Prêtez attention aux détails et découvrez les millions de carreaux de stéatite de la mosaïque qui recouvrent la statue. Voyez ces bras grands ouverts, les mains tendues vers un ciel que frôle sa tête. Et pour figer définitivement l’instant dans vos mémoires, observez son regard porté vers l’horizon infini. Sensation écrasante, étourdissante, qui laisse le vertige s’emparer de vous. Le Corcovado est cet endroit que nous étions partis visiter un peu à reculons. Trop célèbre, simple statue de béton, saturé de monde, nous nous sentions capable de faire demi-tour plutôt qu’endurer ce genre d’épreuves. Nous aurions eu simplement tort.

Depuis la passerelle posée au firmament du monde, il faut regarder la baie de Guanabara enflammée de reflets d’or et d’aciers, il faut longuement contempler Rio de Janeiro, ses cubes blancs en coton déployés sous des tropiques bercés par un air marin qui vient de plus loin, il faut sentir au-dessus de soi la présence d’un Christ qui par delà le vertige de la foi, propose à tous, croyants et mécréants, athées et dévots réunis, la possibilité d’une humanité apaisée. C’est un rêve, un spectacle incomparable d’une réalisation bientôt centenaire qui sema le doute dans les esprits, y compris celui de son créateur, et qui aujourd’hui porte haut les cœurs de ceux qui prennent de la hauteur au-dessus de Rio.

Ciel gris et blanc, mer bleue tendre ou noire, vapeur des nuages qui passent sur un paysage immuable. L’arc blond de Copacabana, celui d’Ipanema, bordés par les pains de sucre dénudés, le magma des favelas tout droit descendu d’une forêt dense et abrupte, les immeubles par milliers, d’une immaculée blancheur plantés à la verticale sur d’étroites bandes de sable, tout souligne sur la terre la légende de Rio de Janeiro.

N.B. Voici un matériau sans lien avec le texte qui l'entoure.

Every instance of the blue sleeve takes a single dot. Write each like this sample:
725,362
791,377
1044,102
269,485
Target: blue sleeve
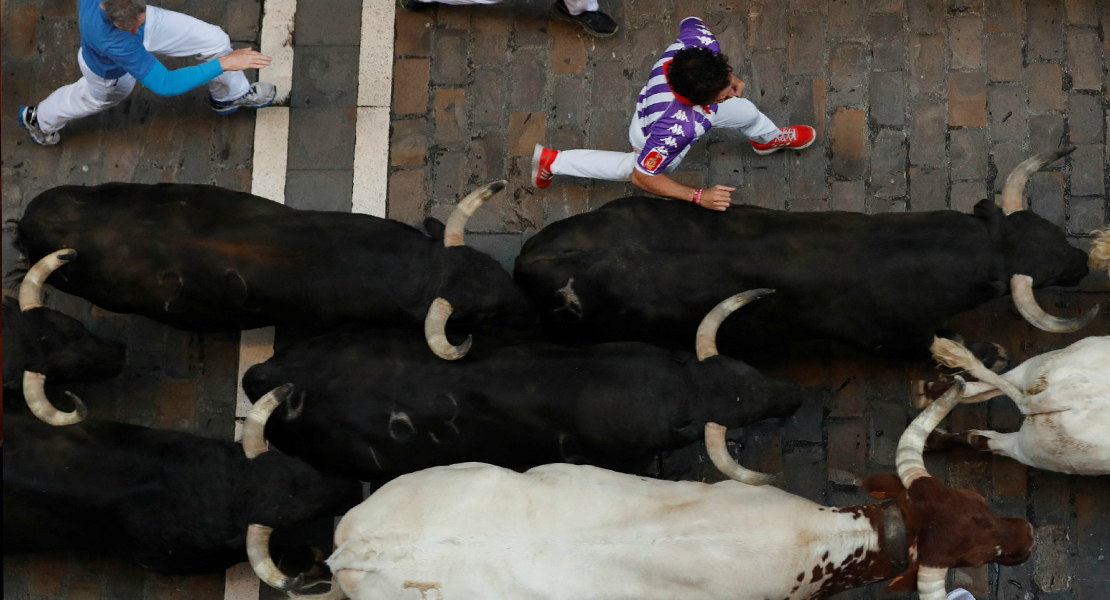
164,82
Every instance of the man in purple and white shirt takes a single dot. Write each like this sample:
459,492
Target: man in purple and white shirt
692,89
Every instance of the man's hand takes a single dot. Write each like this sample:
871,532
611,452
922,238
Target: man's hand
717,197
243,59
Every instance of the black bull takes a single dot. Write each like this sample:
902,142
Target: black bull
647,268
205,258
375,405
171,501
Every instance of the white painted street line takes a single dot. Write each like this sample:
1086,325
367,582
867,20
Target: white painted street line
372,120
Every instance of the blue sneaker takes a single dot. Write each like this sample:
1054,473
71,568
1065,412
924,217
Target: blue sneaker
261,94
29,121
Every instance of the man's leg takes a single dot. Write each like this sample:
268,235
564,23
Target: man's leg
175,34
88,95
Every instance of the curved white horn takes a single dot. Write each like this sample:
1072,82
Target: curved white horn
908,459
706,341
30,291
258,552
435,332
718,453
453,232
1021,287
1016,182
36,395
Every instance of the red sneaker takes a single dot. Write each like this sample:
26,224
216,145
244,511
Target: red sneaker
542,165
794,136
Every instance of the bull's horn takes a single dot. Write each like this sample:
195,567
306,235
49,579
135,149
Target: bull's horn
435,332
258,552
955,355
930,582
254,438
37,400
706,341
453,233
1021,287
1016,182
909,459
258,536
718,453
30,291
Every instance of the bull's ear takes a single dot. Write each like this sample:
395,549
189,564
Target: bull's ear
434,229
987,210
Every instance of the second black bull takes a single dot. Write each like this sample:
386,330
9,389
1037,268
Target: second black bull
201,257
646,268
375,405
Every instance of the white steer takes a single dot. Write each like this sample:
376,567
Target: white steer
1065,396
566,531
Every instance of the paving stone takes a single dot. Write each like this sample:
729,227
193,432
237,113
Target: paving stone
966,194
448,57
1045,193
308,149
967,99
888,99
806,47
888,164
335,22
1045,32
927,64
1088,215
965,41
927,133
925,16
525,131
928,189
888,42
1006,104
1003,57
1085,60
767,23
849,131
1087,166
848,74
409,142
968,153
1046,87
450,117
411,85
847,195
1046,132
319,190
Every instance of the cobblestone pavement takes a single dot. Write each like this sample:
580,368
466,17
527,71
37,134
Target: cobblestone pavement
918,104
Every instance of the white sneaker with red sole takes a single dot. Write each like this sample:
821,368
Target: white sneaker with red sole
542,160
794,138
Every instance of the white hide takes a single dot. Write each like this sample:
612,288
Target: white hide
1067,407
563,531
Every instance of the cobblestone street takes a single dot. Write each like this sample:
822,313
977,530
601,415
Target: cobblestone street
918,105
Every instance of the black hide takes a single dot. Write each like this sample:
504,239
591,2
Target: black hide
171,501
379,404
205,258
648,268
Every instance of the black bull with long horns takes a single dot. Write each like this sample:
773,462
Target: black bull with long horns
647,268
201,257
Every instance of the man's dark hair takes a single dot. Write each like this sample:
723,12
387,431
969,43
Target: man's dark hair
698,74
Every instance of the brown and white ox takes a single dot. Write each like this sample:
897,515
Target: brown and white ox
1065,396
563,531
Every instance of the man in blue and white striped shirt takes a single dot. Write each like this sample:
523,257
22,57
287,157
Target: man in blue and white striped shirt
692,89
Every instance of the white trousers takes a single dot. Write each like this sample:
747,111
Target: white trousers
168,33
575,7
601,164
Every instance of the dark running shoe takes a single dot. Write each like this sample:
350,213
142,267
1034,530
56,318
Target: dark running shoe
594,21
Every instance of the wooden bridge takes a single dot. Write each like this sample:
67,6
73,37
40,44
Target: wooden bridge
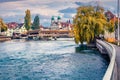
50,33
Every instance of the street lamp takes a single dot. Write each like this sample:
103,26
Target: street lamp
118,22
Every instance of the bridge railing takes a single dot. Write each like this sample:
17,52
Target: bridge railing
111,73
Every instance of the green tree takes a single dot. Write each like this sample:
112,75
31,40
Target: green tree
89,23
36,23
27,19
3,26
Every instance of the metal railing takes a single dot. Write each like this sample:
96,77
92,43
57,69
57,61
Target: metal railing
111,73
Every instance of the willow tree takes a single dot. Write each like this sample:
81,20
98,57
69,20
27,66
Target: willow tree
3,26
27,20
89,23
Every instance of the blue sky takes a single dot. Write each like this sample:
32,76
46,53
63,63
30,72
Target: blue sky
14,10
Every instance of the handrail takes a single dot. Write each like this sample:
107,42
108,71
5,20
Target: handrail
109,75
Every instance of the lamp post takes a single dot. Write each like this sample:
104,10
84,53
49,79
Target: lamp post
118,23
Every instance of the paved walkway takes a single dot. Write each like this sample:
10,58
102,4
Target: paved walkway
118,60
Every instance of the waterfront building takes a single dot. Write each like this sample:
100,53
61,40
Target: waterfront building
11,27
57,24
111,17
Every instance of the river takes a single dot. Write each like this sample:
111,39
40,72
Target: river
49,60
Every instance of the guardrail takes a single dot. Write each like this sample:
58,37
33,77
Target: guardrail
111,73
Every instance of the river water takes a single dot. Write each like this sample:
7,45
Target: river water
49,60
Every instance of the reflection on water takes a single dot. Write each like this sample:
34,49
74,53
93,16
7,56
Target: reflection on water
49,60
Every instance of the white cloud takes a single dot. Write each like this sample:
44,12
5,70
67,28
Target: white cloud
45,8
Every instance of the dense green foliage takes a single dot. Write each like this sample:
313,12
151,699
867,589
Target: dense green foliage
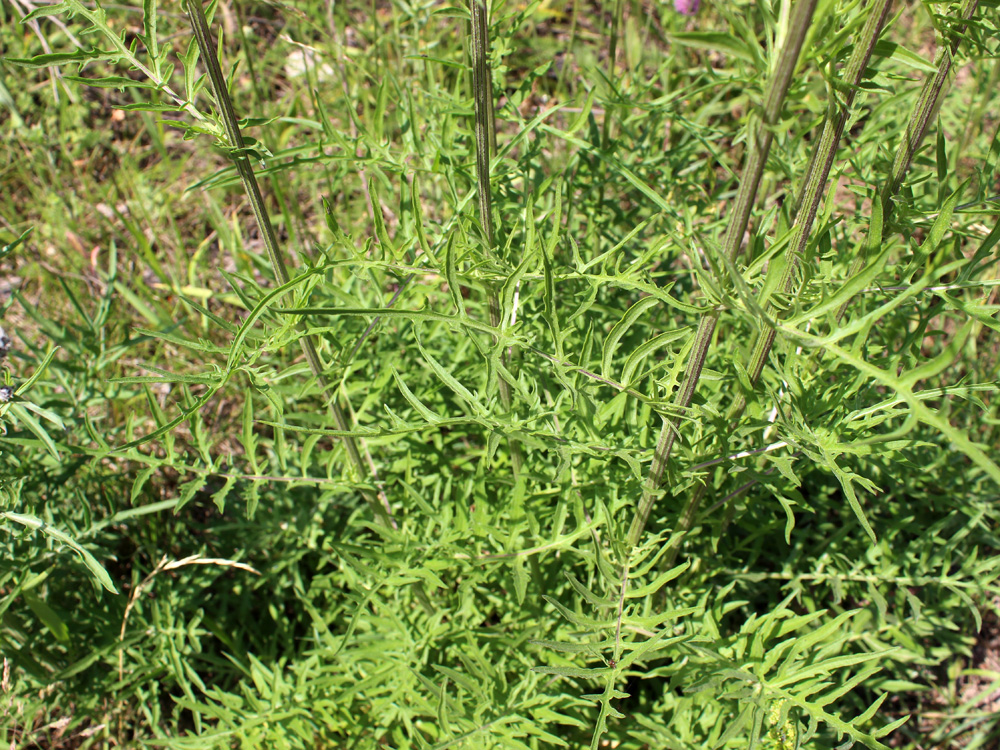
195,547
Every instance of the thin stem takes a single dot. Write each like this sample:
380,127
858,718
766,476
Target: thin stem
816,182
923,113
761,135
486,148
206,46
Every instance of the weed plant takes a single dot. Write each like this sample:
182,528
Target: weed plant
512,375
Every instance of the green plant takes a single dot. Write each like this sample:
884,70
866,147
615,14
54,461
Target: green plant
532,481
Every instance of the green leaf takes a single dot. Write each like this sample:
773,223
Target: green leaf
37,524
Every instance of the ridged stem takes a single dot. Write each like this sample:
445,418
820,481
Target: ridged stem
486,148
916,130
206,46
761,135
816,182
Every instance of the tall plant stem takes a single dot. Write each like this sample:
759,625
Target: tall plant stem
818,175
916,130
760,136
486,147
206,46
609,110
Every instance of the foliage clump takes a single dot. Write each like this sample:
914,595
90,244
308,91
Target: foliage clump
528,375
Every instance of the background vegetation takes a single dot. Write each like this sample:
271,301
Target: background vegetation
194,554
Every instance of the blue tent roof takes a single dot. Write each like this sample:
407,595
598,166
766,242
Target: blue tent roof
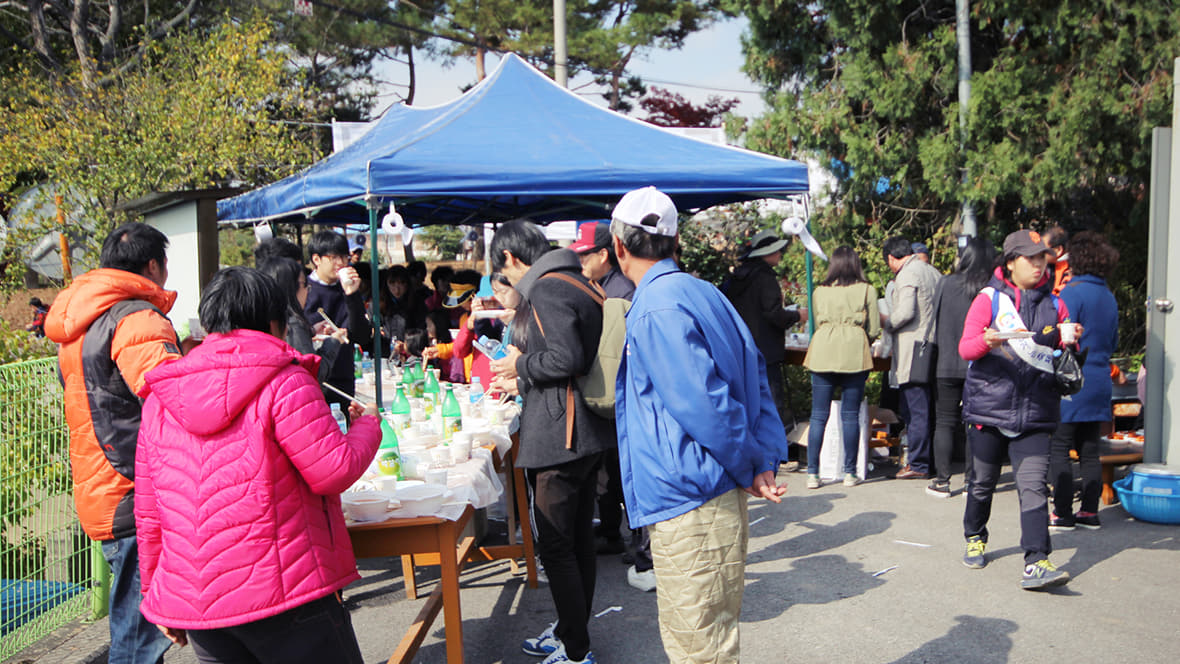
516,145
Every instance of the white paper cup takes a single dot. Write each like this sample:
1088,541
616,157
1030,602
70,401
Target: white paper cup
1069,333
436,477
459,453
343,281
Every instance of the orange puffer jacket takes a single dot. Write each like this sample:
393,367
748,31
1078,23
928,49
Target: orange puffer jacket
112,330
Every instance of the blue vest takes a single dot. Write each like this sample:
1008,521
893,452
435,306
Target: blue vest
1003,390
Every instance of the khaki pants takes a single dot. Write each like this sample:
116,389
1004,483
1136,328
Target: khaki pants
700,563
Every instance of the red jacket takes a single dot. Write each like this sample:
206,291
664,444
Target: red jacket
238,481
112,330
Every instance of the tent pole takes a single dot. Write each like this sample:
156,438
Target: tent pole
375,303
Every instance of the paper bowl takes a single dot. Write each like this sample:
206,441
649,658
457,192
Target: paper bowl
365,506
423,500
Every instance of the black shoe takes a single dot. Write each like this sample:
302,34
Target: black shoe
1060,524
938,490
607,546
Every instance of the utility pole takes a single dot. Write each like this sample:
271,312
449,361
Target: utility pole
963,34
561,68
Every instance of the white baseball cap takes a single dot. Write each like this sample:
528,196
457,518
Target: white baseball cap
648,209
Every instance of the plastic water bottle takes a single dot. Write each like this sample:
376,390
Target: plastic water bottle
339,416
452,415
388,455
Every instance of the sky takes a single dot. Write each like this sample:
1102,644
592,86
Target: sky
710,63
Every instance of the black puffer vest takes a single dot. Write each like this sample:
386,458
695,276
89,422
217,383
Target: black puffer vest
1003,390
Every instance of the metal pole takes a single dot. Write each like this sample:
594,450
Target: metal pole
375,307
561,70
963,34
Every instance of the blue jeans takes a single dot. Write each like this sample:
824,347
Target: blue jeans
916,415
133,639
852,392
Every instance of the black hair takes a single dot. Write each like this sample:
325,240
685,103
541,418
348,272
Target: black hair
132,247
395,273
643,244
845,268
441,320
417,270
327,243
466,277
897,247
276,248
976,262
241,298
1090,254
417,342
522,238
286,274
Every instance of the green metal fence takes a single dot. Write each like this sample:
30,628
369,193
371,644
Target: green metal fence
46,567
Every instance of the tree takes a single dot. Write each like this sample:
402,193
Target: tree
201,110
1063,102
670,110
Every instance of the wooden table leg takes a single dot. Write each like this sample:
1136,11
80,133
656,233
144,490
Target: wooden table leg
407,574
1107,484
522,498
448,569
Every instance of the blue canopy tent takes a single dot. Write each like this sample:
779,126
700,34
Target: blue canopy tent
515,145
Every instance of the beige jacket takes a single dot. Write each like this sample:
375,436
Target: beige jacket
846,321
911,314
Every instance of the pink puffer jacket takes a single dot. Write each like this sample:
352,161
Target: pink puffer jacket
238,474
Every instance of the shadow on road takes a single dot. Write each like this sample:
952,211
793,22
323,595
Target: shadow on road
972,641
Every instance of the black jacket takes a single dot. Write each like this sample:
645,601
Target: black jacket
552,360
952,298
1003,390
755,294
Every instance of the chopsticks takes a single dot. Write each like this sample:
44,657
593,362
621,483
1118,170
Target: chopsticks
346,395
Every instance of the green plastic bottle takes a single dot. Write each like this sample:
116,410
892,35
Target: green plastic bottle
400,409
452,415
388,457
431,387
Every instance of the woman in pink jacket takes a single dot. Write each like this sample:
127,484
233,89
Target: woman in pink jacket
238,474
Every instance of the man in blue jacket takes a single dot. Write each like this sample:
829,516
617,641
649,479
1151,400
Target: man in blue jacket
697,431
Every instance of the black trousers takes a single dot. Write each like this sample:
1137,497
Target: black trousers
1029,454
949,427
314,632
563,500
1082,436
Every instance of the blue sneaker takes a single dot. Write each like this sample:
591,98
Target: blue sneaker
1042,574
544,644
559,657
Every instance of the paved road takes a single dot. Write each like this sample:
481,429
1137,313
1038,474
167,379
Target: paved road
811,595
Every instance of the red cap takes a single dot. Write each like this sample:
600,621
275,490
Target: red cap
592,236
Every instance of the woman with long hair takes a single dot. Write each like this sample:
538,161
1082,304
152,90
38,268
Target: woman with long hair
1090,303
1010,400
290,277
952,298
238,473
844,307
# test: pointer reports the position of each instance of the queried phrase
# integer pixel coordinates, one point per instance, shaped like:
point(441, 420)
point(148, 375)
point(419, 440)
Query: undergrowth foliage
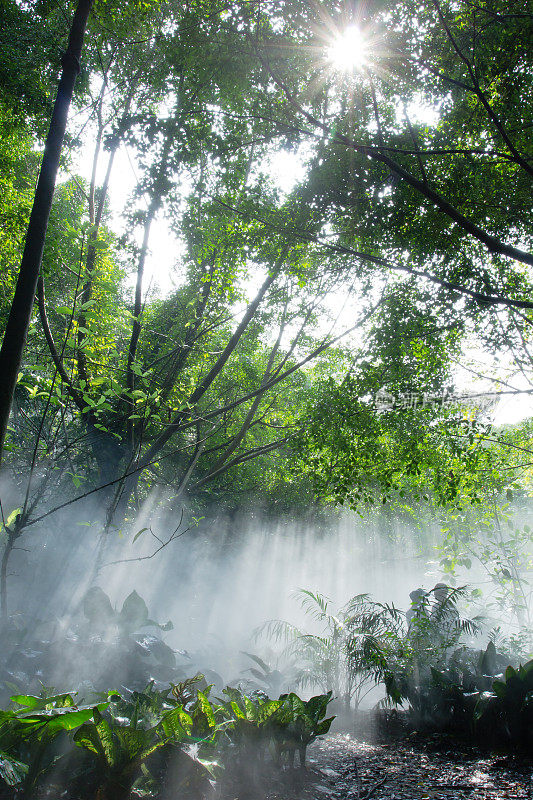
point(155, 742)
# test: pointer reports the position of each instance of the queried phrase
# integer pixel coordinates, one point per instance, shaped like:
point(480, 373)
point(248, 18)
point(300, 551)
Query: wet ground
point(414, 768)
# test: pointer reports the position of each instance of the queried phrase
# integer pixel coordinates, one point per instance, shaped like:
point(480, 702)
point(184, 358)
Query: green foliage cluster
point(145, 740)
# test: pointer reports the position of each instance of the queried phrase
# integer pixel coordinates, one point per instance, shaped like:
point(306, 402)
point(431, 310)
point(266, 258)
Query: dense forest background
point(266, 311)
point(277, 277)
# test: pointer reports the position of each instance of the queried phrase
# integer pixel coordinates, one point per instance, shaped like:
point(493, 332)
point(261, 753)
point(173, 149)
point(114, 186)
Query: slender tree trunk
point(21, 308)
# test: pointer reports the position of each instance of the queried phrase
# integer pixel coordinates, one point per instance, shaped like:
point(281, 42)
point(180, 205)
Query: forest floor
point(343, 767)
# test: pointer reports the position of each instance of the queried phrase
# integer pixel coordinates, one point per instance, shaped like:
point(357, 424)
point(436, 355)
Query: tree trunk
point(21, 308)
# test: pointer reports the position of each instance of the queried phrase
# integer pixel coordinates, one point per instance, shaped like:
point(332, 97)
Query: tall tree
point(20, 313)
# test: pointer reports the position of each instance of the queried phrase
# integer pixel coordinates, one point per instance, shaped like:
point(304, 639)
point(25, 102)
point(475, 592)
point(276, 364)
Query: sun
point(349, 51)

De l’autre côté de la baie à Niterói une soucoupe volante rêvée par Niemeyer est posée sur un rocher. Sur cette rive on voit Rio déployé au ras de l’eau. On ne déroge pas à la règle tacite qui s’est imposée partout dans le monde, déjeuner le plus souvent possible dans les meilleurs restaurant du coin, à hauteur du sol. On trouve la perle étoilée sous forme de quelques planches de bois posées sur le bord du trottoir face à la plage. Assis sur notre estrade de guingois, le pain sur les genoux, on se demande à quoi peut bien servir une chaise et une nappe. Rio vit au loin sous nos yeux. C’est troublant comme la réalité arrive parfois à surpasser les images fantasmées qui défilaient alors dans nos rêves un peu dingues. Les fesses posées sur le sable dans un short élimé, le regard un peu humide et la peau piquée de soleil, croquer dans une poire fraîche et sucrée sous le vent marin qui porte jusqu’à nous les lueurs de Rio. N’en rajoutez pas, c’est beau même sans un mot.

Rio que nous avons connu en arrivant sous la pluie affiche un soleil insolent.
Rio !
Rio sans concession !
Sous le soleil !

Bientôt tout sera effacé. Restera un lot de photos et puis quelques mots dessous en guise de légende. Les souvenirs prendront tôt ou tard aussi la fuite, laissant évaporer des images puissantes et des émotions qui ne furent que haut de gamme.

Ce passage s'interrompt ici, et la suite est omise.